From a legal standpoint, this project represents a serious breach of international norms governing shared watercourses. The 1997 United Nations Convention on the Law of the Non-Navigational Uses of International Watercourses, which reflects customary international law, establishes three binding obligations for riparian states:
- The principle of equitable and reasonable utilization;
- The obligation to prevent significant transboundary harm;
- The duty of prior notification, information sharing, and consultation regarding any major project likely to have cross-border impacts.
In the case of the Figuig Dam, all three principles have been deliberately violated. No formal consultation with Algeria has taken place, no joint hydrological or environmental impact assessment has been conducted, and no legally binding guarantees have been offered to prevent harm to downstream Algerian regions.
The consequences, however, are entirely predictable.

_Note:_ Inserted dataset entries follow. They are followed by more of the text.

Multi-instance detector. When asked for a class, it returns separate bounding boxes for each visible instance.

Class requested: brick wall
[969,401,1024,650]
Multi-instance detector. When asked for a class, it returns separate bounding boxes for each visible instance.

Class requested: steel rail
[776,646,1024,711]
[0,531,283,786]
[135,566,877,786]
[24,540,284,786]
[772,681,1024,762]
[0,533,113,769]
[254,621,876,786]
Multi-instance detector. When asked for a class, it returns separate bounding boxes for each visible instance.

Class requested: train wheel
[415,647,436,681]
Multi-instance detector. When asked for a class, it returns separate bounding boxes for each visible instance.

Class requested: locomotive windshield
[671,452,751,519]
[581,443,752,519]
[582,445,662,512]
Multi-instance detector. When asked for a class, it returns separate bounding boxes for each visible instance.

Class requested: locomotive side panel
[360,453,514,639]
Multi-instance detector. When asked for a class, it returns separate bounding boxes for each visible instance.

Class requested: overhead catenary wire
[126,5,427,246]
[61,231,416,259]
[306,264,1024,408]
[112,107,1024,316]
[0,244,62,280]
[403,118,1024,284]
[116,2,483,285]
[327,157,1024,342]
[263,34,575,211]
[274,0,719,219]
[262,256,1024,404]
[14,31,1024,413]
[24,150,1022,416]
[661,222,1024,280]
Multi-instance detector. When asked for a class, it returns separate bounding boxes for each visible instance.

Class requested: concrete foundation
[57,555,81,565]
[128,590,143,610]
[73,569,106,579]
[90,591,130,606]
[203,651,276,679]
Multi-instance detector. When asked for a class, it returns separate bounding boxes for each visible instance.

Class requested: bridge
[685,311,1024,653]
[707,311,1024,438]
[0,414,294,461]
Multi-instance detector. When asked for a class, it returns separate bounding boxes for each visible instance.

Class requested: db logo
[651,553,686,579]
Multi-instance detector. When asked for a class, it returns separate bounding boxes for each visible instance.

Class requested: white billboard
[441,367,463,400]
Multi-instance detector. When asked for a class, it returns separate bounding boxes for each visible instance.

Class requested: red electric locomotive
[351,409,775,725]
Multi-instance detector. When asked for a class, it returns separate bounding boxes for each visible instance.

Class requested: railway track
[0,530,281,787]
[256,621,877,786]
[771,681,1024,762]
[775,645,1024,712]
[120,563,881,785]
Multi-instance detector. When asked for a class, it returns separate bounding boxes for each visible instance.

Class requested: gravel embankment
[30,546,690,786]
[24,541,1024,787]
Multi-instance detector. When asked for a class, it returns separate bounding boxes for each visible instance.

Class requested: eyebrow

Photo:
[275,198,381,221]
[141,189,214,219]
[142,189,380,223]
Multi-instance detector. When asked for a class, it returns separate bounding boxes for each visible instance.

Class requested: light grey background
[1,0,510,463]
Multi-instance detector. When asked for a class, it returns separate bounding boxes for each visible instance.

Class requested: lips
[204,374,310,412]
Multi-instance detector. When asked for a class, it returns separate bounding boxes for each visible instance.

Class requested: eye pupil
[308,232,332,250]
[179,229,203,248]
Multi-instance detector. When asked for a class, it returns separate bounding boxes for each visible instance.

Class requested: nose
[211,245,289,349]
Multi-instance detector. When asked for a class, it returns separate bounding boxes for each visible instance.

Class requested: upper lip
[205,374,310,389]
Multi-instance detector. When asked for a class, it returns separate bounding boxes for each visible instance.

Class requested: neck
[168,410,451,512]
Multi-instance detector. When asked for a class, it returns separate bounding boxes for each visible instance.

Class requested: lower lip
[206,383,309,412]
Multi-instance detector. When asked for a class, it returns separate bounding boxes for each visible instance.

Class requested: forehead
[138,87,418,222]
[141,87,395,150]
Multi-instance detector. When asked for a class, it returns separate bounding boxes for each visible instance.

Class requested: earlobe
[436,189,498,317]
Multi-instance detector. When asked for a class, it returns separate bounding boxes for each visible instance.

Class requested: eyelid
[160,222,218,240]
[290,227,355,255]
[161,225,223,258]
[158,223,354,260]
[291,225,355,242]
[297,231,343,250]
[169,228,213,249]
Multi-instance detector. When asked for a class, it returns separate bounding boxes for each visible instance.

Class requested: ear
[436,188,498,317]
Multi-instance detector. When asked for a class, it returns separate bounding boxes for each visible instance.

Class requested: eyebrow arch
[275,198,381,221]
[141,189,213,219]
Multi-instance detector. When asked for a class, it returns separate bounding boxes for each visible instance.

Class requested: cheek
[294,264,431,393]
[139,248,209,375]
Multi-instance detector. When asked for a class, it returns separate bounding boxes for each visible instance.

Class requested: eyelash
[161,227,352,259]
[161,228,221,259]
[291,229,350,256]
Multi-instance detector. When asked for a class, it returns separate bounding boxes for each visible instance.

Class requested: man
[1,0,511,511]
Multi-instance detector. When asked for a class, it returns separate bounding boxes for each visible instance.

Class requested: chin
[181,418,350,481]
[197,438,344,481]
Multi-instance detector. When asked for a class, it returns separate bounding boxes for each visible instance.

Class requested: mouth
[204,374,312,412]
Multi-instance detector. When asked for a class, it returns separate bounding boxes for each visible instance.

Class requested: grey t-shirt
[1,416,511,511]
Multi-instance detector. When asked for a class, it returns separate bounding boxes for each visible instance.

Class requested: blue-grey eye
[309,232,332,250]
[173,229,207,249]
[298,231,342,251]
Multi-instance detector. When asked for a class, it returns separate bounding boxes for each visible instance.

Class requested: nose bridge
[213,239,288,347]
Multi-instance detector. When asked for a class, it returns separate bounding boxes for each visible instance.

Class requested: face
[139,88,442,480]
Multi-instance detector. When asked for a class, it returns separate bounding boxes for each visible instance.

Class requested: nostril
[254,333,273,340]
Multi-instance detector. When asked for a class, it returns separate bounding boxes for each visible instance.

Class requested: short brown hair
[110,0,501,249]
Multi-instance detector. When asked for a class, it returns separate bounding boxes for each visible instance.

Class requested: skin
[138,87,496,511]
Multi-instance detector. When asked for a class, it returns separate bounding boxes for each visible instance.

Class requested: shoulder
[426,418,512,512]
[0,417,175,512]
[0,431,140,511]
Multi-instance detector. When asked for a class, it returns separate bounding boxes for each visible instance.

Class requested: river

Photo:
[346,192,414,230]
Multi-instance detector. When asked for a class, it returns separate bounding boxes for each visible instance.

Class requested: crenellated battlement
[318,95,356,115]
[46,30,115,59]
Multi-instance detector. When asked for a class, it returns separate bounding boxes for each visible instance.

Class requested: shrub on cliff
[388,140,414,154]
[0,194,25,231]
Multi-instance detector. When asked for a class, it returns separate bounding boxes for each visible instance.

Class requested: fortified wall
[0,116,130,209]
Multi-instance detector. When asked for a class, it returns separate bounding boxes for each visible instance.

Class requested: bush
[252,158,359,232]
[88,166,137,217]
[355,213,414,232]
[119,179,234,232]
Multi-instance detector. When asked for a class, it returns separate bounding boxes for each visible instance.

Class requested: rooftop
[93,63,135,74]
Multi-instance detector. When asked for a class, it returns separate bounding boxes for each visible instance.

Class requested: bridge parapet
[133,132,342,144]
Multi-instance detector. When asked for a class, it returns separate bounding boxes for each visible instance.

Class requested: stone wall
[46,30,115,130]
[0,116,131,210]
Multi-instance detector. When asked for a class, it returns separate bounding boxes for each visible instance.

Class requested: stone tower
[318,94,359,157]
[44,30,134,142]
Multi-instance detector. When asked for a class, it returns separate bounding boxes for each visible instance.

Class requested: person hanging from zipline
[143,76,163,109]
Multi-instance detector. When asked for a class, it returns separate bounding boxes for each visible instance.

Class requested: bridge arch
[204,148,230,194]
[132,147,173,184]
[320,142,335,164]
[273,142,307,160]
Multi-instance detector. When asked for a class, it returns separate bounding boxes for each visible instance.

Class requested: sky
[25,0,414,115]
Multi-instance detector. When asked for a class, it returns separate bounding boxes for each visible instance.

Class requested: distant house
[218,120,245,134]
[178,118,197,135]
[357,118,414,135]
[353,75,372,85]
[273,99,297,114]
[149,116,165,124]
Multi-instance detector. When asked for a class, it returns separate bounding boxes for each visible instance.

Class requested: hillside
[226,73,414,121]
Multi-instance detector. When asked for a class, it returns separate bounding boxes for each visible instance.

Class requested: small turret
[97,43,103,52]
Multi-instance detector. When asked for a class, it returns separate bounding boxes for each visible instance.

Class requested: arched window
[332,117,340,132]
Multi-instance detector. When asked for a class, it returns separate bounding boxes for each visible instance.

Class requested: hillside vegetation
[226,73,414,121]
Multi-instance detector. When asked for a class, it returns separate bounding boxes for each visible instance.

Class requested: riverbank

The massive upstream retention of water will inevitably lead to a severe and long-term reduction in cross-border flows, resulting in the gradual drying up of wadis, the degradation of agricultural land, accelerated depletion of groundwater reserves, and ultimately forced environmental displacement in an already fragile and arid region.
This is therefore not a neutral infrastructure project. It is a case of strategic weaponization of water resources. Morocco is transforming a shared natural resource into a tool of geopolitical coercion, exploiting hydrological asymmetry to impose faits accomplis on its eastern neighbor. Such conduct amounts, in substance if not in form, to a silent but systematic water war, whose effects may prove irreversible.
The justifications advanced by Moroccan authorities—flood control, aquifer recharge, or regional agricultural development—do not alter the central reality: significant transboundary harm is unavoidable and knowingly accepted. As the dam reaches full capacity over the coming years, the natural hydrological equilibrium of south-western Algeria will be methodically dismantled.
In this context, silence or inaction would carry grave consequences. The Figuig Dam constitutes a dangerous precedent that demands a firm, multidimensional Algerian response:
- Legally, through the activation of United Nations mechanisms and, if necessary, recourse to the International Court of Justice;
- Diplomatically, by exposing the unilateral and coercive nature of this project on the international stage;
- Strategically, to safeguard Algeria’s long-term water sovereignty and national security.
Water is not a technical detail nor a bargaining chip. It is a core component of sovereignty, stability, and survival. By choosing to instrumentalize it as a means of pressure, Morocco assumes full responsibility for opening a new front of regional confrontation—one that will ultimately be judged under international law and historical accountability.